Несколько моих знакомых разговаривали на ступенях, когда мы выходили.
«Ну, старина Старр отправился наверх. Внезапно, не так ли? Он был первоклассным парнем».
«Да, странный в некоторых вещах; но у него были очень хорошие черты», — сказал другой. И так они продолжали.
Черты! Так вот какая репутация получается за двадцать лет жизни в этом мире. Черты!
После похорон я поехал домой с семьёй. Это было приятнее, чем поездка вниз, хотя моим родственникам это казалось печальным. Они не упоминали меня, однако, и я могу заметить, что, хотя я оставался дома в течение недели, я никогда не слышал, чтобы моё имя упоминалось кем-либо из семьи. Прибыв домой, поставили чайник и приготовили ужин. Это, казалось, немного подняло настроение, и под влиянием чая они оживились и постепенно стали более весёлыми.

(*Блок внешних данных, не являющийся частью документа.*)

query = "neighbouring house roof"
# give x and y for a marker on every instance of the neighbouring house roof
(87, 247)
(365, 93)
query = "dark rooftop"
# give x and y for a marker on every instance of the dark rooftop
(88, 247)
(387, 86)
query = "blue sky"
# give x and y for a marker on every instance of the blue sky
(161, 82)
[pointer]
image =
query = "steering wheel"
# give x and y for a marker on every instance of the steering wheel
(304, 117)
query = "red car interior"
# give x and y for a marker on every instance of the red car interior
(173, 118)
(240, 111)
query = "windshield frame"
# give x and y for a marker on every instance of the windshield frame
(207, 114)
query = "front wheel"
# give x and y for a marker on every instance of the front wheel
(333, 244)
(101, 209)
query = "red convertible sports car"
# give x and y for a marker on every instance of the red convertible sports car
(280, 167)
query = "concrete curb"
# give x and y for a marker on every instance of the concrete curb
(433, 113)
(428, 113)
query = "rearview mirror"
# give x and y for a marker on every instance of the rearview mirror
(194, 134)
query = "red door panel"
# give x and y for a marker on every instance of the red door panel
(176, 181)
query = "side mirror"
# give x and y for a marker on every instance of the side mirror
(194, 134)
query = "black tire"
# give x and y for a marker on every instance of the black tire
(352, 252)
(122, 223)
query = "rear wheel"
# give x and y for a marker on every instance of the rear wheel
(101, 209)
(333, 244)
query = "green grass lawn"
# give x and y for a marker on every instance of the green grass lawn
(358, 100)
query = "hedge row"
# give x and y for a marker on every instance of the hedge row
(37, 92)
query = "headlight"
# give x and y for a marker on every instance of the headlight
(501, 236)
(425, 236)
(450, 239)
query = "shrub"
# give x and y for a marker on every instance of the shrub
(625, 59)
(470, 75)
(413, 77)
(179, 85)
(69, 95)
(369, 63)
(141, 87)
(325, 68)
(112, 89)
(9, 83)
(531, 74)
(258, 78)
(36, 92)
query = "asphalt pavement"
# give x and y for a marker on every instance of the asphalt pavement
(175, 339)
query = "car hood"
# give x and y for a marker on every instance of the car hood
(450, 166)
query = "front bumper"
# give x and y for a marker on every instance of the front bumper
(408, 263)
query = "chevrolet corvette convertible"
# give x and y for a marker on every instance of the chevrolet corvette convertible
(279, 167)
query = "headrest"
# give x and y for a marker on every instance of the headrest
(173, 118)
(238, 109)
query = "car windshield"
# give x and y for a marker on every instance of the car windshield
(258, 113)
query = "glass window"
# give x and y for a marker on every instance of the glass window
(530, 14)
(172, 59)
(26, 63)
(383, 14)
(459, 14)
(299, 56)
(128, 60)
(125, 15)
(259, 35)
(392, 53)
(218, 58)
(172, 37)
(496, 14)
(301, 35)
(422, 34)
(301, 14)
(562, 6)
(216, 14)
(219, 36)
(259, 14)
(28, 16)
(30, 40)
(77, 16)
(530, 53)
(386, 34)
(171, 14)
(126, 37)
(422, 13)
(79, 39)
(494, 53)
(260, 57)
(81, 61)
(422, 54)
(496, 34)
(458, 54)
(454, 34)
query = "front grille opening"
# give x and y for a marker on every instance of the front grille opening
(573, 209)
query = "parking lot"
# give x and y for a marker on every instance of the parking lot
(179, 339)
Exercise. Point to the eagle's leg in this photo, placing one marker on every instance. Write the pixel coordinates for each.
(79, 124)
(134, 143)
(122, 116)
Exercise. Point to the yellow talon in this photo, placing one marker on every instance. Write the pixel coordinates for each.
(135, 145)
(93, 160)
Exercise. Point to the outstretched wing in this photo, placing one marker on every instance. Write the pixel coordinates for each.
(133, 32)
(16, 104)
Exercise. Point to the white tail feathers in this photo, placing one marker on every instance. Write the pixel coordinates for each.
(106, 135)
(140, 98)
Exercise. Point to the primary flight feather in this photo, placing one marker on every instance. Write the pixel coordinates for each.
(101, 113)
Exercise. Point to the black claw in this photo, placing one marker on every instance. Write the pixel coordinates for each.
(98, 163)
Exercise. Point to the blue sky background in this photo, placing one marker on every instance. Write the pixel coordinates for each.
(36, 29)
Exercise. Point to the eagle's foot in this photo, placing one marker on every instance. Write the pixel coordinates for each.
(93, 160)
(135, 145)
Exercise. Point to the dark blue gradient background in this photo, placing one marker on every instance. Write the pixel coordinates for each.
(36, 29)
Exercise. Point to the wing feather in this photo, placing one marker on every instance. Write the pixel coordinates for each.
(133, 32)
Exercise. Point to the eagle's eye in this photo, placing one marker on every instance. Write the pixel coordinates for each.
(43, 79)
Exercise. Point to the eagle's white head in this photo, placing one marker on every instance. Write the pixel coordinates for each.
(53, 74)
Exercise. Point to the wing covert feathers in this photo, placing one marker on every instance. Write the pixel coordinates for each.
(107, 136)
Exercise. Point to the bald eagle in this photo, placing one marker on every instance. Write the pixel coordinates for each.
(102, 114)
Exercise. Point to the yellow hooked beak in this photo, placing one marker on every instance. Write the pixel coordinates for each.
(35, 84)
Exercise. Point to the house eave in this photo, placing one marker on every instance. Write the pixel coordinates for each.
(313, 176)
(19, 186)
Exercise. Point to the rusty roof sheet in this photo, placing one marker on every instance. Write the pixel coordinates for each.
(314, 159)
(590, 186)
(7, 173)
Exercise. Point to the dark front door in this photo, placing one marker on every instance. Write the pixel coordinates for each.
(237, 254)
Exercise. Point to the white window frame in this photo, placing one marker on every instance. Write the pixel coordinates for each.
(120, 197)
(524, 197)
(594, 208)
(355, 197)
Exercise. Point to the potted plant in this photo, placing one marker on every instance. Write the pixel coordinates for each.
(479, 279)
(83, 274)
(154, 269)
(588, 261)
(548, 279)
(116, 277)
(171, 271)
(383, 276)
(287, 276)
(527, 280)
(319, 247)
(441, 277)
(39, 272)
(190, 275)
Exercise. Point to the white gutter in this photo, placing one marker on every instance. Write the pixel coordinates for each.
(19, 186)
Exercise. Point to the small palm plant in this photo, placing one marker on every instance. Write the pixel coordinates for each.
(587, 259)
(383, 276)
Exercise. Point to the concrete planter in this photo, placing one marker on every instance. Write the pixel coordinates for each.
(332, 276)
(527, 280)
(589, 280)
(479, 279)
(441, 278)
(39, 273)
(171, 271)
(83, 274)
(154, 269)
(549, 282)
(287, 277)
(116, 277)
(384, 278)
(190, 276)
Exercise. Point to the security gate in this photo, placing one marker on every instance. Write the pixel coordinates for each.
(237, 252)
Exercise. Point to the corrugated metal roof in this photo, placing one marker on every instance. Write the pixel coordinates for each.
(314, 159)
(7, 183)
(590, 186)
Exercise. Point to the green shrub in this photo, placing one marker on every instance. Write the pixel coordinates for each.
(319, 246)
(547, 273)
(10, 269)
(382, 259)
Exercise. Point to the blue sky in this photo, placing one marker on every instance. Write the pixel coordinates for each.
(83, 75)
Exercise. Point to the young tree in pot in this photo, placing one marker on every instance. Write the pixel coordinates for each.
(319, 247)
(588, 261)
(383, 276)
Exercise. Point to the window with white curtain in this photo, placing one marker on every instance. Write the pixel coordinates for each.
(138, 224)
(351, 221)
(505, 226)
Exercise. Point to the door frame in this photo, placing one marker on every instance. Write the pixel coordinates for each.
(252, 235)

Они обсуждали проповедь и пение, и ошибку могильщика в том, что он выкопал могилу не в том месте, и большую конгрегацию. С каминной полки я наблюдал за группой. У них были вафли на ужин — к которым я был чрезвычайно неравнодушен, но теперь я видел, как они исчезают без вздоха.
В течение первых дня или двух моего пребывания дома я был здесь и там у всех соседей и слышал много о своей жизни и характере, некоторые из которых были не очень приятными, но очень полезными, несомненно, для меня, чтобы услышать. По истечении недели это развлечение перестало быть таковым, ибо обо мне перестали говорить. Я осознал тот факт, что я умер и ушёл.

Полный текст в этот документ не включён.